Stereotype jokes
What do emos and apples have in common?
They both hang on trees.
Stop making 9/11 jokes, my father died in a plane crash.
Best pilot in Saudi Arabia.
Tell a woman she's beautiful a hundred times, and she won't believe you. Tell a woman she's fat once, and she will remember it for the rest of her life because elephants never forget.
What do you call a group of emos?
Suicide Squad.
Why do midgets laugh when they run?
Because the grass tickles their balls.
Why do dwarfs laugh when they run?
The grass tickles their balls.
What do you call an Asian receptionist?
Tai Ping.
The happier they get, the less they see.
Why are feminists jealous of men?
Because men don't have to stand up to piss.
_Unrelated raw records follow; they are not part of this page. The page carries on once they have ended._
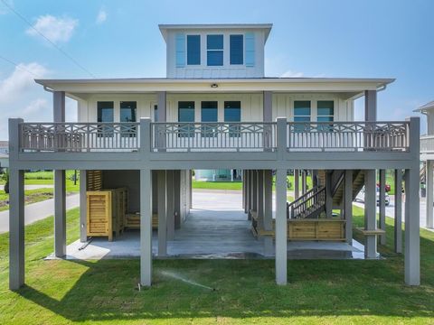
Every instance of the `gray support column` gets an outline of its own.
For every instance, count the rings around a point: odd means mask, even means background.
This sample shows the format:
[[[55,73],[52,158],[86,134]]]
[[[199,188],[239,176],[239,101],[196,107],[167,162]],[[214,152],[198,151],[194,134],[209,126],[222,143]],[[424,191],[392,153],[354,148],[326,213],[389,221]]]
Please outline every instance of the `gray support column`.
[[[9,289],[17,290],[24,284],[24,172],[9,172]]]
[[[156,100],[157,100],[157,116],[158,116],[158,122],[165,122],[167,120],[166,117],[166,93],[165,91],[158,91],[156,93]]]
[[[88,241],[87,171],[80,171],[80,241]]]
[[[158,256],[167,255],[167,217],[165,171],[158,171]]]
[[[242,209],[244,213],[246,213],[246,181],[245,181],[245,171],[242,171]]]
[[[276,283],[287,284],[287,171],[276,172]]]
[[[326,217],[333,217],[332,172],[326,172]]]
[[[433,197],[434,197],[434,190],[433,190],[433,172],[432,172],[432,161],[427,160],[427,166],[426,166],[426,187],[427,187],[427,228],[433,228],[434,222],[433,222]]]
[[[166,172],[166,219],[167,219],[167,240],[175,238],[175,172]]]
[[[419,147],[418,147],[419,148]],[[405,170],[405,283],[420,283],[419,166]]]
[[[303,170],[301,172],[301,193],[302,195],[305,195],[306,192],[307,191],[307,171]]]
[[[250,171],[246,171],[246,209],[248,218],[250,218],[250,202],[251,202],[251,180],[250,180]]]
[[[402,253],[402,171],[395,170],[395,253]]]
[[[54,171],[54,255],[66,255],[66,188],[65,171]]]
[[[300,197],[300,171],[294,170],[294,199],[297,200]]]
[[[380,219],[379,228],[386,231],[386,171],[380,170]],[[386,234],[380,235],[380,244],[386,245]]]
[[[9,289],[24,284],[24,172],[16,170],[22,118],[9,119]]]
[[[152,173],[140,170],[140,283],[152,283]]]
[[[409,285],[420,284],[420,120],[410,119],[410,153],[411,167],[405,171],[405,283]]]
[[[264,220],[264,171],[258,171],[258,197],[257,197],[257,212],[258,212],[258,220]],[[263,225],[258,225],[261,228]]]
[[[273,93],[264,91],[263,93],[263,116],[264,122],[273,121]]]
[[[345,216],[345,238],[350,245],[353,243],[353,171],[346,170],[344,177],[345,196],[344,200],[344,213]]]
[[[258,171],[251,172],[251,209],[258,211]]]
[[[271,170],[265,170],[264,177],[264,230],[273,230],[273,173]],[[264,237],[264,255],[273,255],[273,237]]]
[[[377,90],[366,90],[364,92],[364,120],[377,120]]]
[[[375,170],[364,171],[364,229],[376,230],[376,181]],[[365,258],[377,257],[377,236],[365,236],[364,244]]]
[[[181,214],[183,210],[182,191],[184,189],[181,189],[181,171],[174,171],[174,211],[175,211],[175,228],[179,229],[181,228]]]
[[[188,208],[193,209],[193,171],[189,170],[187,172],[188,176]]]
[[[52,93],[52,117],[54,122],[65,122],[65,92]]]

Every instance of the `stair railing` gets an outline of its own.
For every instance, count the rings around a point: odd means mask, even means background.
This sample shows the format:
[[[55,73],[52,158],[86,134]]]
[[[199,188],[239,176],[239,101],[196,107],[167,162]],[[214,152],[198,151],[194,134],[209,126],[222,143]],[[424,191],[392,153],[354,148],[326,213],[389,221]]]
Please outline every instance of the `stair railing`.
[[[288,204],[287,217],[288,218],[306,218],[300,217],[307,212],[312,207],[314,209],[309,212],[314,212],[317,209],[326,204],[326,187],[317,186],[300,196],[296,200]],[[315,208],[316,207],[316,208]]]

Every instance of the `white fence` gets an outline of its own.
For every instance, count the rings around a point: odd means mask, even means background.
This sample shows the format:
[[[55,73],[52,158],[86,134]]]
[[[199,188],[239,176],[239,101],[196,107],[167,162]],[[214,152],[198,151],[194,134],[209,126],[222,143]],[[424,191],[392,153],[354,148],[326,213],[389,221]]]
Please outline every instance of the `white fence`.
[[[149,123],[142,142],[152,152],[408,151],[410,122]],[[280,126],[279,126],[280,127]],[[278,139],[278,133],[281,138]],[[139,123],[22,123],[24,152],[131,152],[140,148]],[[284,135],[286,137],[284,138]],[[143,145],[143,144],[142,144]],[[147,149],[146,149],[147,150]],[[421,150],[434,151],[434,137]]]

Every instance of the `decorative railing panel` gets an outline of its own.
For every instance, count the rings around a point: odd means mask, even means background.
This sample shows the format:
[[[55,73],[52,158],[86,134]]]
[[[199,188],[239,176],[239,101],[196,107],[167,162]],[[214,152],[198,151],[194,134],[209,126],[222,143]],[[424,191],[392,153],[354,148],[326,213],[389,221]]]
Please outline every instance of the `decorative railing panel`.
[[[289,122],[288,151],[408,151],[409,122]]]
[[[138,123],[23,123],[22,151],[123,152],[137,150]]]
[[[155,152],[276,150],[276,123],[153,123]]]
[[[420,153],[434,153],[434,135],[420,136]]]

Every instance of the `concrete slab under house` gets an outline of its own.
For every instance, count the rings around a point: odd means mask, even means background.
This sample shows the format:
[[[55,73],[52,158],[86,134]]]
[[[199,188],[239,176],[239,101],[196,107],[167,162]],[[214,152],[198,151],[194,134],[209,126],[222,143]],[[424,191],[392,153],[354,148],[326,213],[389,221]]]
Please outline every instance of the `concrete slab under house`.
[[[377,182],[383,198],[384,171],[394,170],[395,188],[405,181],[407,193],[403,280],[420,284],[419,117],[377,120],[377,92],[392,79],[266,77],[271,27],[160,25],[166,78],[36,80],[52,92],[52,122],[9,120],[10,289],[24,283],[29,169],[55,171],[53,256],[138,256],[145,286],[152,285],[156,257],[273,258],[279,285],[292,258],[376,259],[386,240]],[[78,102],[78,122],[65,121],[66,97]],[[364,119],[355,121],[354,103],[362,97]],[[68,247],[67,169],[80,175],[80,243]],[[241,197],[207,195],[208,205],[196,206],[193,170],[237,171]],[[296,187],[290,202],[288,172]],[[352,207],[363,187],[358,245]]]

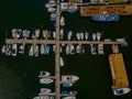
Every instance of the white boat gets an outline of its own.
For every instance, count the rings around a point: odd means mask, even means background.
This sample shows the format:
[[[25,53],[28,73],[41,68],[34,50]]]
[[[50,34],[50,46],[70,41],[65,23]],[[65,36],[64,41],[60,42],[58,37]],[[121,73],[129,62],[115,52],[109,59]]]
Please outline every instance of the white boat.
[[[72,31],[69,31],[69,32],[68,32],[68,41],[70,41],[70,40],[72,40],[72,36],[73,36],[73,32],[72,32]]]
[[[59,35],[59,37],[61,37],[61,40],[64,38],[64,30],[63,30],[63,29],[61,30],[61,35]]]
[[[97,41],[100,41],[100,38],[101,38],[101,33],[97,32]]]
[[[62,76],[62,81],[76,81],[78,80],[79,77],[78,76],[72,76],[72,75],[66,75],[66,76]]]
[[[18,33],[16,33],[16,38],[19,38],[19,37],[21,36],[21,34],[22,34],[22,30],[19,29],[19,30],[18,30]]]
[[[85,32],[85,40],[86,41],[88,40],[88,36],[89,36],[88,32]]]
[[[48,88],[41,88],[41,94],[48,94],[51,92],[51,89]]]
[[[84,33],[82,32],[80,33],[80,40],[81,41],[84,40]]]
[[[64,82],[63,84],[63,87],[72,87],[74,84],[72,84],[72,82]]]
[[[7,51],[6,45],[2,46],[2,50],[1,50],[1,51],[2,51],[2,53],[6,53],[6,51]]]
[[[103,44],[98,44],[98,54],[103,54]]]
[[[29,52],[29,56],[33,56],[34,54],[34,47],[33,44],[31,45],[30,52]]]
[[[76,33],[77,40],[80,41],[80,33]]]
[[[117,42],[125,42],[125,38],[117,38]]]
[[[18,53],[18,46],[16,46],[16,44],[13,44],[12,45],[12,56],[16,56],[16,53]]]
[[[97,54],[97,48],[96,48],[95,44],[90,44],[90,47],[91,47],[91,54],[92,55]]]
[[[77,53],[77,54],[80,54],[80,53],[81,53],[81,45],[77,45],[77,46],[76,46],[76,53]]]
[[[122,95],[129,94],[130,90],[131,90],[130,88],[113,89],[113,95],[114,96],[122,96]]]
[[[92,33],[92,40],[94,41],[96,41],[96,37],[97,37],[96,33]]]
[[[41,44],[41,54],[42,55],[45,54],[45,46],[44,46],[44,44]]]
[[[51,74],[48,72],[42,70],[38,77],[47,77]]]
[[[47,8],[48,12],[55,12],[55,10],[56,10],[55,8]]]
[[[76,97],[75,96],[67,96],[67,97],[65,97],[63,99],[76,99]]]
[[[40,79],[40,84],[51,84],[53,82],[54,80],[53,79],[50,79],[50,78],[41,78]]]
[[[68,44],[66,45],[66,54],[70,54],[70,47]]]
[[[75,54],[75,46],[73,44],[70,45],[70,54]]]
[[[38,56],[38,45],[37,44],[34,45],[34,56],[35,57]]]
[[[40,36],[40,30],[35,30],[35,38],[38,38]]]
[[[61,64],[61,66],[64,66],[64,59],[63,59],[63,57],[61,57],[59,64]]]
[[[65,25],[65,18],[62,15],[61,16],[61,25],[64,26]]]
[[[16,29],[13,29],[13,30],[12,30],[12,37],[16,38],[16,34],[18,34],[18,30],[16,30]]]
[[[24,54],[24,47],[25,47],[24,44],[20,45],[19,53]]]

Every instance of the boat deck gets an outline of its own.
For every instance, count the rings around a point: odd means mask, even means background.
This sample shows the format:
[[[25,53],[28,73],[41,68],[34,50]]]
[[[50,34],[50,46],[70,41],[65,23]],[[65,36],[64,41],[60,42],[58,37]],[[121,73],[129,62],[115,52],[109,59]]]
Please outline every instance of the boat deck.
[[[80,16],[103,14],[132,15],[132,4],[89,4],[80,7]]]
[[[111,54],[109,63],[112,74],[112,89],[129,87],[128,76],[122,54]]]

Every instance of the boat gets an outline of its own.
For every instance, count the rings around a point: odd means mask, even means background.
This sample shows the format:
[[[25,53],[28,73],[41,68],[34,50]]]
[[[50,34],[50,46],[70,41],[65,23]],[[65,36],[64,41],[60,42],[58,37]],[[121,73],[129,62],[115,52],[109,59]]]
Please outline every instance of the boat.
[[[34,54],[34,50],[33,50],[34,47],[33,47],[33,44],[31,45],[31,48],[30,48],[30,52],[29,52],[29,56],[33,56],[33,54]]]
[[[45,54],[45,46],[44,46],[44,44],[41,44],[41,54],[42,55]]]
[[[64,38],[64,30],[63,30],[63,29],[61,30],[61,35],[59,35],[59,37],[61,37],[61,40]]]
[[[97,37],[96,33],[92,33],[92,40],[94,41],[96,41],[96,37]]]
[[[67,96],[67,97],[64,97],[63,99],[76,99],[75,96]]]
[[[55,12],[55,10],[56,10],[56,9],[55,9],[55,8],[52,8],[52,7],[51,7],[51,8],[47,8],[47,12]]]
[[[70,53],[70,47],[69,47],[69,45],[67,44],[66,45],[66,54],[69,54]]]
[[[80,33],[76,33],[77,40],[80,41]]]
[[[24,54],[24,47],[25,47],[24,44],[20,45],[19,53]]]
[[[18,53],[18,46],[16,44],[12,44],[12,56],[16,56]]]
[[[48,94],[51,92],[51,89],[48,88],[41,88],[41,94]]]
[[[72,32],[72,31],[69,31],[69,32],[68,32],[68,41],[70,41],[70,40],[72,40],[72,36],[73,36],[73,32]]]
[[[45,52],[46,52],[47,55],[50,54],[50,45],[45,44]]]
[[[119,15],[92,15],[91,19],[94,21],[100,21],[100,22],[113,22],[119,21]]]
[[[122,95],[130,92],[130,90],[131,90],[130,88],[113,89],[113,95],[114,96],[122,96]]]
[[[7,51],[7,46],[3,45],[1,51],[2,51],[2,53],[6,53],[6,51]]]
[[[98,54],[103,54],[103,44],[98,44]]]
[[[82,32],[80,33],[80,40],[81,41],[84,40],[84,33]]]
[[[51,74],[48,72],[42,70],[38,77],[47,77]]]
[[[70,47],[70,54],[75,54],[75,47],[74,47],[74,45],[72,44],[72,45],[69,45],[69,47]]]
[[[76,53],[77,54],[80,54],[82,51],[81,51],[81,45],[77,45],[76,46]]]
[[[85,40],[87,41],[88,40],[88,32],[85,32]]]
[[[100,38],[101,38],[101,33],[97,32],[97,41],[100,41]]]
[[[53,79],[50,79],[50,78],[41,78],[40,79],[40,84],[51,84],[53,82],[54,80]]]
[[[76,81],[78,79],[79,79],[78,76],[72,76],[72,75],[62,76],[62,81]]]
[[[90,44],[90,46],[91,46],[91,54],[92,55],[97,54],[97,48],[96,48],[95,44]]]
[[[61,57],[59,64],[61,64],[61,66],[64,66],[64,59],[63,59],[63,57]]]
[[[72,87],[74,84],[72,84],[72,82],[64,82],[63,84],[63,87]]]
[[[38,45],[37,44],[34,45],[34,56],[35,57],[38,56]]]
[[[40,30],[35,30],[35,38],[38,38],[38,36],[40,36]]]
[[[65,18],[62,15],[61,16],[61,25],[64,26],[65,25]]]

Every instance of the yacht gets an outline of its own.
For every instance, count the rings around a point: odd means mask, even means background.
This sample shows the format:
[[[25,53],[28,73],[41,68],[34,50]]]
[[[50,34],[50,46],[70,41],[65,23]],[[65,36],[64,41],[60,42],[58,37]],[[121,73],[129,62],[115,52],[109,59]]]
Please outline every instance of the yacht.
[[[53,79],[50,79],[50,78],[41,78],[40,79],[40,84],[51,84],[53,82],[54,80]]]
[[[96,33],[92,33],[92,40],[94,41],[96,41],[96,37],[97,37]]]
[[[62,81],[76,81],[78,79],[79,79],[78,76],[72,76],[72,75],[62,76]]]
[[[76,99],[75,96],[67,96],[67,97],[64,97],[63,99]]]
[[[51,89],[48,88],[41,88],[41,94],[48,94],[51,92]]]
[[[34,47],[33,47],[33,44],[31,45],[31,48],[30,48],[30,52],[29,52],[29,56],[33,56],[33,54],[34,54],[34,50],[33,50]]]
[[[103,44],[98,44],[98,54],[103,54]]]
[[[42,70],[38,77],[47,77],[51,74],[48,72]]]
[[[13,44],[12,45],[12,56],[16,56],[16,53],[18,53],[18,46],[16,46],[16,44]]]
[[[63,57],[61,57],[59,64],[61,64],[61,66],[64,66],[64,59],[63,59]]]
[[[122,95],[125,95],[128,92],[130,92],[130,88],[119,88],[119,89],[114,89],[113,90],[113,95],[114,96],[122,96]]]
[[[61,16],[61,25],[64,26],[65,25],[65,18],[62,15]]]

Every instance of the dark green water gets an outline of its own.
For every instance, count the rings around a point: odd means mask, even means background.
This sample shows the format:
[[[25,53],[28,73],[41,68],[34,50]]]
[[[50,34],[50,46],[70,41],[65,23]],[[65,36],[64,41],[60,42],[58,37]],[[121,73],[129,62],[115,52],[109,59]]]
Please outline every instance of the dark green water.
[[[54,30],[50,21],[50,13],[46,12],[44,3],[47,0],[1,0],[0,1],[0,48],[4,43],[6,28],[43,29]],[[121,16],[116,23],[98,23],[90,18],[80,18],[79,13],[67,14],[65,31],[89,33],[100,31],[102,38],[128,36],[129,47],[120,48],[123,53],[130,87],[132,88],[132,16]],[[114,97],[111,90],[111,74],[109,69],[108,55],[110,46],[105,47],[105,55],[90,55],[87,46],[85,55],[65,55],[65,67],[62,74],[79,76],[79,80],[69,90],[77,90],[77,99],[131,99],[132,92],[121,97]],[[41,70],[48,70],[54,75],[54,54],[48,56],[29,57],[19,55],[16,57],[0,54],[0,99],[32,99],[37,96],[40,88],[38,74]],[[53,88],[53,86],[47,86]]]

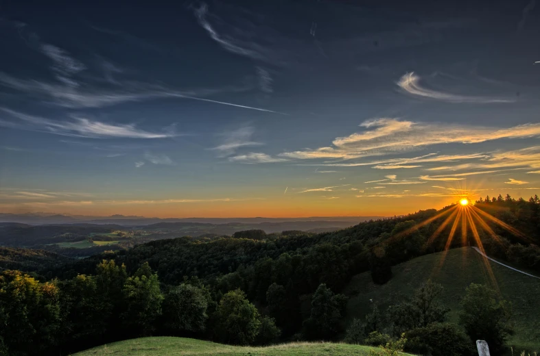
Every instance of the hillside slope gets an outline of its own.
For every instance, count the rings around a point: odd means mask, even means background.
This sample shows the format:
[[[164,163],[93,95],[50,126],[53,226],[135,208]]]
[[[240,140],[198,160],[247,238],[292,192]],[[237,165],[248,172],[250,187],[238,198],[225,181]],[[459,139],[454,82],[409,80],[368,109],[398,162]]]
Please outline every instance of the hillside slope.
[[[370,312],[370,299],[381,311],[386,310],[401,297],[412,295],[416,288],[431,279],[443,285],[441,301],[451,309],[449,321],[457,322],[465,288],[471,283],[488,284],[498,288],[502,296],[512,302],[516,333],[508,344],[515,350],[540,351],[540,280],[488,260],[494,283],[488,275],[486,259],[473,249],[449,251],[439,268],[444,254],[426,255],[393,266],[393,277],[383,285],[374,284],[368,272],[353,277],[344,290],[351,297],[348,320],[363,319]]]
[[[73,356],[366,356],[371,348],[373,348],[329,342],[293,342],[266,347],[233,346],[195,339],[161,337],[121,341],[82,351]]]

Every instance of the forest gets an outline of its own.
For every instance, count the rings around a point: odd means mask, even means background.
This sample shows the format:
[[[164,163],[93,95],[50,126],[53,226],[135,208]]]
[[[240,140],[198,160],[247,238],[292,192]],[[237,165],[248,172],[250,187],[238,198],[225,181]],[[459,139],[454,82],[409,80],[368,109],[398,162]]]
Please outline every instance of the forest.
[[[475,207],[521,233],[486,220],[497,238],[479,229],[486,253],[540,272],[538,196],[486,197]],[[448,310],[438,301],[444,286],[430,281],[387,309],[373,305],[365,320],[344,322],[342,292],[353,276],[369,271],[375,283],[384,284],[396,264],[478,244],[467,231],[465,240],[447,246],[451,224],[443,222],[453,207],[318,234],[253,230],[163,239],[52,264],[51,259],[58,259],[54,256],[37,258],[28,252],[32,264],[12,265],[19,268],[0,275],[0,355],[66,354],[145,335],[235,345],[321,340],[378,345],[401,340],[407,351],[441,355],[444,349],[451,355],[473,355],[471,340],[482,338],[492,355],[502,355],[513,333],[507,322],[511,308],[484,285],[462,291],[457,323],[448,322]],[[430,238],[436,231],[440,238]],[[25,260],[25,250],[3,251]]]

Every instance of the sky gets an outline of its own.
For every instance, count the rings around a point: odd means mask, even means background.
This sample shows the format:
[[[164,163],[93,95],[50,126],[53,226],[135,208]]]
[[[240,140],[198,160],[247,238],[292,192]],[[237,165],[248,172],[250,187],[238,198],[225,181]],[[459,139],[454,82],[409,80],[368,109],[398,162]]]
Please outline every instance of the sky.
[[[0,3],[1,212],[394,216],[540,194],[535,0],[45,3]]]

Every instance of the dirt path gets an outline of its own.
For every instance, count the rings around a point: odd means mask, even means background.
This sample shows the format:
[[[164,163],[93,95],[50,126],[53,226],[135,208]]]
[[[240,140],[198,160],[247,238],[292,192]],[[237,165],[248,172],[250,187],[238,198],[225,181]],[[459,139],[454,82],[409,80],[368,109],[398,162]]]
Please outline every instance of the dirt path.
[[[495,263],[496,263],[496,264],[500,264],[501,266],[504,266],[504,267],[506,267],[507,268],[510,268],[510,270],[514,270],[515,271],[516,271],[516,272],[519,272],[519,273],[523,273],[524,275],[528,275],[528,276],[529,276],[529,277],[533,277],[533,278],[537,278],[538,279],[540,279],[540,277],[537,277],[537,276],[534,276],[534,275],[530,275],[530,274],[527,273],[526,272],[524,272],[524,271],[522,271],[522,270],[517,270],[517,269],[514,268],[513,267],[510,267],[510,266],[506,265],[506,264],[502,264],[502,263],[501,263],[501,262],[500,262],[499,261],[497,261],[497,260],[495,260],[495,259],[493,259],[493,258],[490,257],[489,256],[488,256],[488,255],[486,255],[485,253],[482,253],[482,252],[480,251],[480,249],[478,249],[478,247],[473,247],[473,249],[474,249],[476,251],[476,252],[478,252],[478,253],[480,253],[480,255],[482,255],[482,256],[484,256],[484,257],[487,258],[487,259],[489,259],[490,261],[493,261],[493,262],[495,262]]]

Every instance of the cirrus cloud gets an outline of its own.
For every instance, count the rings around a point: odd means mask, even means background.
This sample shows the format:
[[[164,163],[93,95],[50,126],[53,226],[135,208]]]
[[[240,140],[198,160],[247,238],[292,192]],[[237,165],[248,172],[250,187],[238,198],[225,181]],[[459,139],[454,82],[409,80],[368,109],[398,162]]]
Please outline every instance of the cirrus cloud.
[[[414,72],[403,75],[397,82],[397,85],[408,94],[430,98],[450,103],[513,103],[513,99],[503,98],[490,98],[486,97],[472,97],[450,94],[434,90],[424,88],[420,85],[420,77]]]

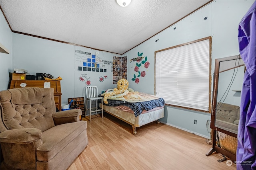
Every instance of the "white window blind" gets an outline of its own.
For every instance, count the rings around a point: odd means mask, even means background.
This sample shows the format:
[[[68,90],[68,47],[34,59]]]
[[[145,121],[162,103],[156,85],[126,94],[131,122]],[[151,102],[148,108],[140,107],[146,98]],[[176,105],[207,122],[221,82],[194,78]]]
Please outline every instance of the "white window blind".
[[[156,95],[166,104],[209,111],[210,39],[156,52]]]

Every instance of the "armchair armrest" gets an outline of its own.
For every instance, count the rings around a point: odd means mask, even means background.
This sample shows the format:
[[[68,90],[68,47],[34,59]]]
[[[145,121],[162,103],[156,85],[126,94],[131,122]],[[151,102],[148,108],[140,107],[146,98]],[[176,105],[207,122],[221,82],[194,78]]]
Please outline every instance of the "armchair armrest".
[[[0,141],[1,143],[26,144],[40,139],[42,143],[42,132],[38,129],[18,129],[0,133]]]
[[[15,165],[20,169],[36,169],[36,149],[42,144],[41,130],[34,128],[8,130],[0,133],[4,162],[1,168]]]
[[[55,125],[58,125],[79,121],[80,115],[82,115],[80,109],[71,109],[56,112],[52,117]]]

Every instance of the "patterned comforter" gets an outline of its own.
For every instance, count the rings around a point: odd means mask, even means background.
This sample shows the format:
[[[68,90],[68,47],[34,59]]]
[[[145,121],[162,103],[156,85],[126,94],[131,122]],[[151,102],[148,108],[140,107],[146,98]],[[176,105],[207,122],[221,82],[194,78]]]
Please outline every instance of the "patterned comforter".
[[[130,92],[122,97],[117,95],[108,98],[108,104],[104,105],[117,106],[122,105],[130,107],[134,112],[136,117],[140,115],[143,110],[149,110],[154,107],[164,105],[164,100],[155,96],[138,92]]]

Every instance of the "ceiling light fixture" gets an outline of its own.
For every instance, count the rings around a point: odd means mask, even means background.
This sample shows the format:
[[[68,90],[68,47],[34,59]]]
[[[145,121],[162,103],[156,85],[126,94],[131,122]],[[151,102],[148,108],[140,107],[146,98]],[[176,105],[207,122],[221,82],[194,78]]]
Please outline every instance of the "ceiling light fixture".
[[[127,6],[131,3],[132,0],[116,0],[116,2],[123,7]]]

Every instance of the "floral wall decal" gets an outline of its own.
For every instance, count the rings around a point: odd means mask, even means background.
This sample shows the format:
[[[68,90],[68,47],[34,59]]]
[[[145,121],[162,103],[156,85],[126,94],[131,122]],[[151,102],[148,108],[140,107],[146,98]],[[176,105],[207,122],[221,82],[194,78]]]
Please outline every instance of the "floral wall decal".
[[[136,61],[136,66],[134,67],[134,70],[136,72],[133,74],[133,78],[132,78],[132,81],[135,81],[136,84],[139,83],[140,82],[140,77],[144,77],[146,75],[146,72],[143,70],[144,68],[148,68],[149,66],[150,63],[148,60],[147,56],[142,57],[142,55],[143,53],[140,53],[138,52],[138,57],[134,58],[130,60],[130,61]]]

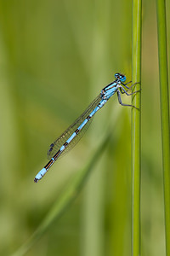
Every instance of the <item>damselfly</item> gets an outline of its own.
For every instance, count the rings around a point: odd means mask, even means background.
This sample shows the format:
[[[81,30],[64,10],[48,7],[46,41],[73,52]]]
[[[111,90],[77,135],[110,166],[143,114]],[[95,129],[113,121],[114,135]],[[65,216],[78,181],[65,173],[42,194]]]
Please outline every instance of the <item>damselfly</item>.
[[[49,170],[53,164],[65,153],[71,150],[81,139],[82,135],[88,128],[90,123],[93,120],[94,114],[107,102],[107,101],[116,92],[118,102],[122,106],[129,106],[137,108],[133,105],[124,104],[121,99],[121,93],[130,96],[139,90],[136,90],[132,93],[128,93],[135,84],[131,86],[128,86],[128,84],[124,84],[126,77],[119,73],[115,74],[116,79],[102,89],[100,94],[90,103],[88,108],[81,114],[76,121],[65,130],[61,136],[59,137],[50,146],[48,150],[48,159],[50,159],[48,163],[37,174],[34,178],[34,182],[37,183]],[[126,89],[128,89],[126,90]],[[138,109],[138,108],[137,108]]]

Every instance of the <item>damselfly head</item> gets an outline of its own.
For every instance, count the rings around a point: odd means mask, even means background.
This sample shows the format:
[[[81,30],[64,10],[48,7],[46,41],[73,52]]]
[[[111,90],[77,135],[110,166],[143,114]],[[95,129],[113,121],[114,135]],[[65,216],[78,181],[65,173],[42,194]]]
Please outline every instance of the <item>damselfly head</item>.
[[[115,74],[115,78],[116,79],[121,80],[121,82],[124,83],[127,79],[126,76],[124,76],[123,74],[120,73],[116,73]]]

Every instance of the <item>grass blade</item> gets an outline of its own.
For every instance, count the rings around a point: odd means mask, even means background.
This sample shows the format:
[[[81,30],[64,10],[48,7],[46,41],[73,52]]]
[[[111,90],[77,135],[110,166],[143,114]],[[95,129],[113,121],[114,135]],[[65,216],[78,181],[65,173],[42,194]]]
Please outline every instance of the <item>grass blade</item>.
[[[162,116],[162,164],[164,177],[164,203],[166,250],[170,255],[170,127],[165,1],[156,1],[159,55],[160,98]]]
[[[141,0],[133,1],[133,84],[141,82]],[[140,89],[137,84],[135,90]],[[140,108],[141,94],[133,96],[133,105]],[[140,255],[140,110],[132,109],[132,177],[133,177],[133,217],[132,254]]]

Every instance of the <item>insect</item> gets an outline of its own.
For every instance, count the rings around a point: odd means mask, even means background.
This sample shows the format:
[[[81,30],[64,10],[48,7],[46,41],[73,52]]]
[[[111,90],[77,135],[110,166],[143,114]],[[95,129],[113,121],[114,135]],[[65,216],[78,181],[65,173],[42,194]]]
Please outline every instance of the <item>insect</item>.
[[[126,76],[116,73],[115,80],[103,88],[100,94],[90,103],[88,108],[81,114],[76,121],[71,125],[50,146],[48,150],[48,163],[37,174],[34,182],[37,183],[54,165],[54,163],[64,154],[71,150],[82,138],[89,125],[91,124],[94,114],[108,102],[108,100],[116,92],[118,102],[122,106],[129,106],[137,108],[135,106],[124,104],[121,99],[121,94],[128,96],[133,95],[139,90],[128,93],[128,91],[137,83],[128,86],[130,84],[126,81]],[[126,90],[126,89],[128,90]],[[138,109],[138,108],[137,108]]]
Why are feminists always against men?
Because men can piss with something that they can't: piss with dicks.
What does it mean when a man has a dodgy past? It means he has skeletons in his closet.
What does it mean when a man likes Lana Del Rey better than Ed Sheeran? It means he has a closet full of women's leather pants (but no women in their dating history).
Do gay midgets come out of the cabinet?
A man walks into a bar. He takes a seat and asks the barman if he wanted to hear a blonde joke. The barman replies, "Before you tell this joke, I want to tell you something. See the woman over there? She is a black belt in karate, she's blonde. See the bouncer over there? He is also a blonde. See the chick over there with that pool cue? She is also blonde. Also, I have a shotgun behind the bar. I'm blonde. So do you still want to tell your joke?" He replies, "F**k that. I ain't explaining the joke 4 times."
In Soviet Russia, gay sex gets you arrested.
In America, getting arrested gets you gay sex.
Why can a gay man give a better brojob to a heterosexual man than another heterosexual man?
Experience.
What kind of experience does a feminist have?
Being a bitch.
What is the part of school with all the autistic people called? Downtown.
If a woman sleeps with 10 men she's a slut, but if a man does it... He's gay, definitely gay.
What's the difference between your girlfriend and sister? Nothing if you're from Alabama.
The gayest person in the world is Pacman. You can pay him 50 cents to eat 200 balls.